Hallal afirmou que uma em análise feita por seus advogados foi descartada a possibilidade de haver infrações graves e determinou que o único enquadramento possível seria no artigo sobre o “desapreço”, considerado de menor potencial ofensivo. Por isso, o professor preferiu assinar o TAC e evitar um processo.
“A CGU fez uma análise técnica do processo, corretamente, muito bem feita, identificou que nenhuma das faltas graves mencionadas tinha ocorrido e que a única possível infração, em tese, teria sido o desapreço — relatou o ex-reitor. — Eu conversei com os meus advogados e entendemos que esse era um desfecho adequado para nós, porque era um arquivamento sumário do processo. As acusações graves a própria CGU descartou”, explicou o docente.
Bibo Nunes afirmou ao jornal O Globo que fez representações contra Hallal em diversos órgãos e que pediu o afastamento do professor da vida pública. Ele considera o TAC “muito aquém” do necessário.
‘Prevenir e punir atos político-partidários’
Alinhado com o posicionamento da CGU, o Ministério da Educação encaminhou, em fevereiro, ofício à Rede de Instituições Federais de Ensino Superior (Ifes) pedindo providência para “prevenir e punir atos político-partidários nas instituições públicas federais de ensino”.
A orientação é baseada em uma recomendação de 2019 do procurador-chefe da República em Goiás, conservador, bolsonarista e atuante em defesa do presidente Jair Bolsonaro, Ailton Benedito de Souza.

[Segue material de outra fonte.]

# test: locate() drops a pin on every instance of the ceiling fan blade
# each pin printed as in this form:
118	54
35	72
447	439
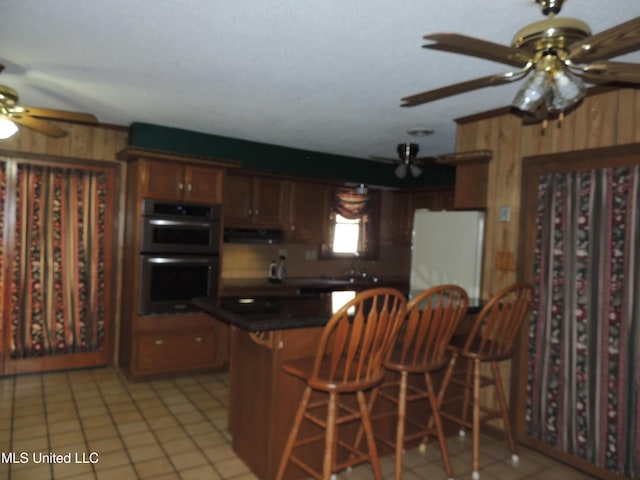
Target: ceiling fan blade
602	72
470	155
613	42
59	114
385	160
456	88
456	43
38	125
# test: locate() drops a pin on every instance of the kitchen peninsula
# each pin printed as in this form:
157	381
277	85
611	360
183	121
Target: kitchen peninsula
265	331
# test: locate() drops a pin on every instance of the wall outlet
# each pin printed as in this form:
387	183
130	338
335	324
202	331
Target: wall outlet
505	261
505	214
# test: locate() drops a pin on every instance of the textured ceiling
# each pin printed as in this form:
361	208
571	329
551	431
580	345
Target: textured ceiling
324	76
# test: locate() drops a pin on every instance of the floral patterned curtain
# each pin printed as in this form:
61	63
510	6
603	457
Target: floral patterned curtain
58	261
584	368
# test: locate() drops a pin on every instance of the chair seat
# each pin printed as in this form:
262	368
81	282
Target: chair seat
396	363
348	361
302	368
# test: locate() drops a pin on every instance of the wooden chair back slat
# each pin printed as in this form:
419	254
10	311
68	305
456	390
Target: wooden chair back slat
358	336
497	324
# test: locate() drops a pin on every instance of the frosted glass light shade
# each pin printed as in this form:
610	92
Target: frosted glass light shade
7	128
401	170
415	170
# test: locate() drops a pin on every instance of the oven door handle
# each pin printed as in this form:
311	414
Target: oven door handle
177	223
169	260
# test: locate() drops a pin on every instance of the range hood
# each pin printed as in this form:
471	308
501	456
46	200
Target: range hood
252	235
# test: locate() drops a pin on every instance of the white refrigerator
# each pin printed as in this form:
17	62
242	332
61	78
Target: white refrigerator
447	248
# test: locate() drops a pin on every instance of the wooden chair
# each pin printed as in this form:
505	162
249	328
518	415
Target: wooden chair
491	341
421	349
348	362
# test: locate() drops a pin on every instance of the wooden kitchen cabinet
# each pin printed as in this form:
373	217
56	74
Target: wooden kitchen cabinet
254	201
176	181
402	221
172	343
405	203
472	178
309	205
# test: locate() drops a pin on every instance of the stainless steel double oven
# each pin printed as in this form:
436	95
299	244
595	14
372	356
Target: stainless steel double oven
179	255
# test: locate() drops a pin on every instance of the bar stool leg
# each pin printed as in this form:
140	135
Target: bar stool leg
402	411
504	410
288	449
476	419
330	437
468	390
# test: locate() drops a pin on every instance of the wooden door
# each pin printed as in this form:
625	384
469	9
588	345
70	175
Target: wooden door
59	264
309	212
403	206
238	203
203	184
268	202
163	180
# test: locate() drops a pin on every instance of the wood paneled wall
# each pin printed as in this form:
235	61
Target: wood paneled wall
94	143
86	142
606	117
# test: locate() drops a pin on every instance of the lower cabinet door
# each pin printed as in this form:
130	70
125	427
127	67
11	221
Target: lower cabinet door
175	352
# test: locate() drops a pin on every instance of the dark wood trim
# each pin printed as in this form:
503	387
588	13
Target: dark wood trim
575	462
131	154
45	158
114	171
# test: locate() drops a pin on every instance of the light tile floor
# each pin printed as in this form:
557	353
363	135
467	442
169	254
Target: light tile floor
175	429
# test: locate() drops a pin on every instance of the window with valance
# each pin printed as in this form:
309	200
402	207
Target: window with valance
354	224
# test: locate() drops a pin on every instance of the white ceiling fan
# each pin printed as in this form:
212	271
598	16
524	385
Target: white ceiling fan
559	55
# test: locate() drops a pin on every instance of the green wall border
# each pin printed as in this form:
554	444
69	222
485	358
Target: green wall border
280	159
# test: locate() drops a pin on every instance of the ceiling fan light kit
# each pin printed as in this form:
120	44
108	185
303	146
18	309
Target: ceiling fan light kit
558	54
7	128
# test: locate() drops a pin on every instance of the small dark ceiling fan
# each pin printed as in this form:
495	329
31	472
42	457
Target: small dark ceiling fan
11	113
558	54
409	162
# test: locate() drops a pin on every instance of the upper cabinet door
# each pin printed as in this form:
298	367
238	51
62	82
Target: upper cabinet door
308	212
162	180
237	202
251	201
177	181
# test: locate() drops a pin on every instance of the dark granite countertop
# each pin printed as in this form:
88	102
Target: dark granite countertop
259	314
296	285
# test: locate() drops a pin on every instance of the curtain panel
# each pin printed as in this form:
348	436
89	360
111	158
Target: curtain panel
584	368
57	284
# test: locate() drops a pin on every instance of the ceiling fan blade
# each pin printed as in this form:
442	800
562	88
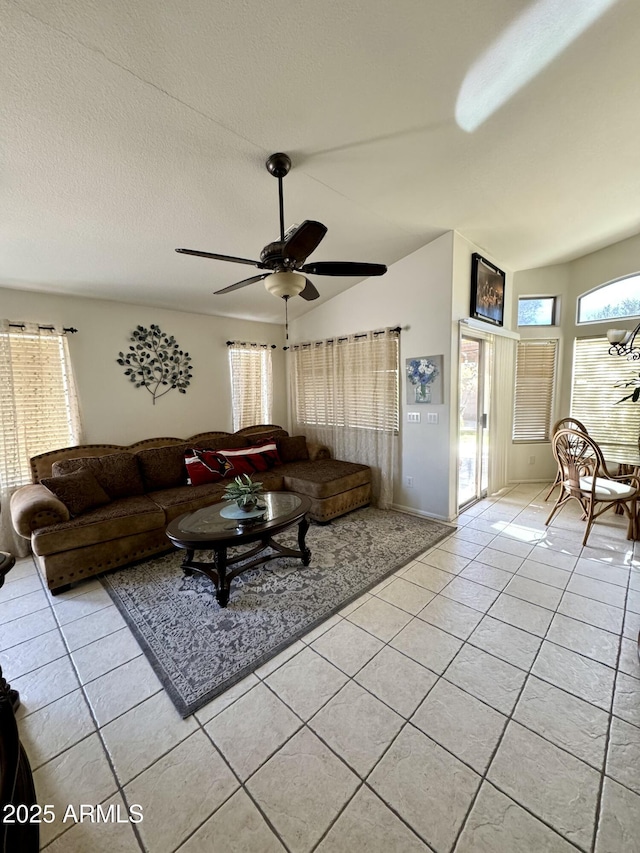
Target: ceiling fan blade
343	268
243	283
309	292
220	257
304	240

Ele se descreve como “anticomunista” e dá apoio irrestrito à agenda do Executivo federal, embora atue no MPF com assuntos diretamente relacionados ao governo.

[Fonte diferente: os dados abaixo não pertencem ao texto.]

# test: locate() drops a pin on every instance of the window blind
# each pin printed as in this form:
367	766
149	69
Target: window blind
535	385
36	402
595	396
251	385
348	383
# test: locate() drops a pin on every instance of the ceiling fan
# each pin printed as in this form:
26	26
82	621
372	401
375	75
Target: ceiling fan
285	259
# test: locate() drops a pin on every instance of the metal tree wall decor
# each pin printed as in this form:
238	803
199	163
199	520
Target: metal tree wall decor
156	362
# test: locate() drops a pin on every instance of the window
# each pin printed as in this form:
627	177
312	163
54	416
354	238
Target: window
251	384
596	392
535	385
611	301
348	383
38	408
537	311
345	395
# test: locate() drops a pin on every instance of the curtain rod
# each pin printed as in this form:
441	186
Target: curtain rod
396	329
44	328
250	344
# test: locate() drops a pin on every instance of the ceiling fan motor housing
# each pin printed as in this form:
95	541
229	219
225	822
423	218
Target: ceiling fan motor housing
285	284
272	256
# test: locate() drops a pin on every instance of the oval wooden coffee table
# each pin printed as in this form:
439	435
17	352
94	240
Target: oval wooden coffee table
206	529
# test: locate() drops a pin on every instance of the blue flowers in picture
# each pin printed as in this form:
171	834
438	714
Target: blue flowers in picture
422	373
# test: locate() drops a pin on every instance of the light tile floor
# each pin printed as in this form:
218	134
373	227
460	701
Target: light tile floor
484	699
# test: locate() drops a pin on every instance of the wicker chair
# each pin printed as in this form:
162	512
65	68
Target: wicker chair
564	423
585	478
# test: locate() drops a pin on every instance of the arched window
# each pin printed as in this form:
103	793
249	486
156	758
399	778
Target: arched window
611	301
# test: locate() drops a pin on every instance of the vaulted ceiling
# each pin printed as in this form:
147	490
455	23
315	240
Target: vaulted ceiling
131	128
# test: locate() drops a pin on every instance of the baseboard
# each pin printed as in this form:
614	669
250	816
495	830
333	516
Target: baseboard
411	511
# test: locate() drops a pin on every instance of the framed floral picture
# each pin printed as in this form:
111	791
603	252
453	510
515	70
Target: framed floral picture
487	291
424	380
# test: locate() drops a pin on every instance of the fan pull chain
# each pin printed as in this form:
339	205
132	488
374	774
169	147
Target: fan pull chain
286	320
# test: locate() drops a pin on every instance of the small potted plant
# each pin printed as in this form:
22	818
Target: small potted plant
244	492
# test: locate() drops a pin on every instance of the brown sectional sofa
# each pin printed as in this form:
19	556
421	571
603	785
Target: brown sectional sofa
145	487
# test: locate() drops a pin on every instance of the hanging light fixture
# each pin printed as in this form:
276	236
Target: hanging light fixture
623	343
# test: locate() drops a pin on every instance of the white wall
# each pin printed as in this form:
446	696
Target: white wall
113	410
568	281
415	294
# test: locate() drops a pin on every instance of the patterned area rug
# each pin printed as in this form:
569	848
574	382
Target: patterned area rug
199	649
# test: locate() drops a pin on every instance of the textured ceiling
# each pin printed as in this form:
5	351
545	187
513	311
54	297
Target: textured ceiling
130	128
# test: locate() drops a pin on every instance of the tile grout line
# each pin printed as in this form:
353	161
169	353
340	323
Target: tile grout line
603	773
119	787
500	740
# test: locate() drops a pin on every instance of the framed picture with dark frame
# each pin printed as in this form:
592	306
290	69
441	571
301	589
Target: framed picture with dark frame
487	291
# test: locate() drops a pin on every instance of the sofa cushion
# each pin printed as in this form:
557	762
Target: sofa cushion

A recomendação do Ministério Público Federal (MPF) diz que bens públicos “não podem ser empregados para promoção de eventos de natureza político-partidária, porque destoante da finalidade pública a que se destina, que é a prestação de serviços públicos específicos, a promoção do bem comum da sociedade”.
De acordo com o texto, a manifestação política contrária ou favorável ao governo representa malferir “o princípio da impessoalidade”. Outro trecho da recomendação diz que “a promoção de eventos, protestos, manifestações etc. de natureza político-partidária, contrários ou favoráveis ao governo, caracteriza imoralidade administrativa”.
O ofício é assinado pelo diretor de Desenvolvimento da Rede de Ifes, Eduardo Gomes Salgado. Ele esclarece que a recomendação visa atender à solicitação da Corregedoria do Ministério da Educação, em “face ao recebimento de denúncias”.